Kaf dağından Meriç’in ötesine…

Mezopotamya’dan Toroslar’ın zirvesine…

Anadolu coğrafyasının zenginliğini bir kompozisyonda bir araya getirerek; Gürcü, Bektaşi, Süryani ve Popaklara özgü kültürel ritüelleri “Anadolu Rüyası” başlığı altında sunmayı hedefleyen “Dört Kapı / “Anadolu Rüyası”: Dans ve Müzik Projesi tanıtımına kıymetli dostum Seyfullah Türksoy’un davetiyle katıldım.

Bu vesileyle dostlarımız Abdulmetin Keskin, Kemal Sallı ve Yılmaz Birinci ile sohbet etme imkanımız oldu.

Anadolu Rüyası Dans ve Müzik Projesi’nden söz ettik. Tanıtım esnasında müzik ve dans gösterisinin olmaması büyük eksiklikti. Çünkü davette; Gürcü, Bektaşi,

Pomak ve Süryani kültürlerinin hikayelerini konu alan danslı anlatımdan söz ediliyordu.

Bence Süryani, Gürcü, Popak ve Bektaşi’leri ifade eden beş dakikalık karma bir dans ve müzik gösterisi yapılabilirdi. Hoş olurdu.

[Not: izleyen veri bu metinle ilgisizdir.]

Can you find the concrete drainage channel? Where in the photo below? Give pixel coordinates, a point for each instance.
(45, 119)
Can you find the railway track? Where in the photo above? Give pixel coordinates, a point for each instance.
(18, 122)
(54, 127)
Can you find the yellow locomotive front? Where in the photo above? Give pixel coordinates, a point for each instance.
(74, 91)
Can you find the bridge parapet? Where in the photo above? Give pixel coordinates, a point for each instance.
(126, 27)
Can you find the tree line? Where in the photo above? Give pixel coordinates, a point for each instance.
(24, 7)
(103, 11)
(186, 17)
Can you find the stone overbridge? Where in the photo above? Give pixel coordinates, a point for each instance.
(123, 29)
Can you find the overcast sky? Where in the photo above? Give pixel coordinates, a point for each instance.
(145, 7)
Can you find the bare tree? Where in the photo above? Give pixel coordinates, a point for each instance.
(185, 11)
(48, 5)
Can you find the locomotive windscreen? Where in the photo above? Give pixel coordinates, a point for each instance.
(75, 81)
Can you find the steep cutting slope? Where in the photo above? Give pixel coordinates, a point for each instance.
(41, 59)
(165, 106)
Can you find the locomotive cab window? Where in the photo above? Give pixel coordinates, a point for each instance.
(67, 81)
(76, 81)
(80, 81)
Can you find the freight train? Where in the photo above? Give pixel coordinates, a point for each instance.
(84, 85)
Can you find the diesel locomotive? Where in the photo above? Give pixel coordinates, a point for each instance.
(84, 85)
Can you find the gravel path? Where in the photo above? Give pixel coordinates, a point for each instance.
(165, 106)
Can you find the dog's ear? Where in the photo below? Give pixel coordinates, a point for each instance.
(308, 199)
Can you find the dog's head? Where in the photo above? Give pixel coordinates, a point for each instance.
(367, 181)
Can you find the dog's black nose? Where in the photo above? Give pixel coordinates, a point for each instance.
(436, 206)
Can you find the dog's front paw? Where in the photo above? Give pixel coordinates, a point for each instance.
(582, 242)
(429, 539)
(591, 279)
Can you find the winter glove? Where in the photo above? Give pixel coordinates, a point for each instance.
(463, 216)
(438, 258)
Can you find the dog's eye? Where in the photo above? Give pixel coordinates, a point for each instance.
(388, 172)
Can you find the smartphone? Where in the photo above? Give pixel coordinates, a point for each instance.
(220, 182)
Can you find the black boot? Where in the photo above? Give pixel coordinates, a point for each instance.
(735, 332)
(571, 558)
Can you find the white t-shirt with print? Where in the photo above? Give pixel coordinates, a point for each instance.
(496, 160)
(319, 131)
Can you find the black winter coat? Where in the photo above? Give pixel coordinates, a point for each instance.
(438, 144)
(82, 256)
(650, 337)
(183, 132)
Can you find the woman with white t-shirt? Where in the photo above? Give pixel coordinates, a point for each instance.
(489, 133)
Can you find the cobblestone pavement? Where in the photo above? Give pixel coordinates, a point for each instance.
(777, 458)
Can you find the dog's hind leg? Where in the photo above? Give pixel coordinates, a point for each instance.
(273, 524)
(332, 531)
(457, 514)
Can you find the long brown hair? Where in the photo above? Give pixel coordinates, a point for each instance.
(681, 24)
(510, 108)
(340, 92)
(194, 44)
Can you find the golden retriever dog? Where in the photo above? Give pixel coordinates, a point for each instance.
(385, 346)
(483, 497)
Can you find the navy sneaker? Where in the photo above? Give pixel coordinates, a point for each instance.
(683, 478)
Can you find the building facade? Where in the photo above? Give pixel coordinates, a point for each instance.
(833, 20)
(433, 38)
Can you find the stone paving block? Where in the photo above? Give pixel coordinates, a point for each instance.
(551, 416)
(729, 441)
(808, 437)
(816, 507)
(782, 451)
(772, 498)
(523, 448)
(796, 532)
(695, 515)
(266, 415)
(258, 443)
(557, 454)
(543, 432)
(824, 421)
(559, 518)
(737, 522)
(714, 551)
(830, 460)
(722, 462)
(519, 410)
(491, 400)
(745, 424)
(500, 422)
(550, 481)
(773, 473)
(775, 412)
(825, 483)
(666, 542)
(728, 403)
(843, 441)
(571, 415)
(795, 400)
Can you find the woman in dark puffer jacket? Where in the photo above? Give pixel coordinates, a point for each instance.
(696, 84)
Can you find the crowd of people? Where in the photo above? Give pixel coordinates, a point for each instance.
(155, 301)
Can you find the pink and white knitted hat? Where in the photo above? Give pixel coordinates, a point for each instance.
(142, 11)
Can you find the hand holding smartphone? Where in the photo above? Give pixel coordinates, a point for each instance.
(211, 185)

Dans ve müzik gösterisinin olmadığı etkinlik; İBB Kültür AŞ’ye ait Topkapı’daki otağların bulunduğu Türk Dünyası Kültür Mahallesi’nde gerçekleştirildi. Proje koordinatörü Okan bey ve proje ortağı Seyfullah Türksoy birer tanıtım konuşması yaptılar.

Bizler de; Bektaşi ve Pomak kültürel değerleri ile Süryani ve Gürcü kültürlerinin farklılıklarından söz ettik.

Anadolu’nun, “Dünya tarihinin yeniden yazılmasına neden olan önemli arkeolojik buluntuları bünyesinde barındırdığından” söz ettik…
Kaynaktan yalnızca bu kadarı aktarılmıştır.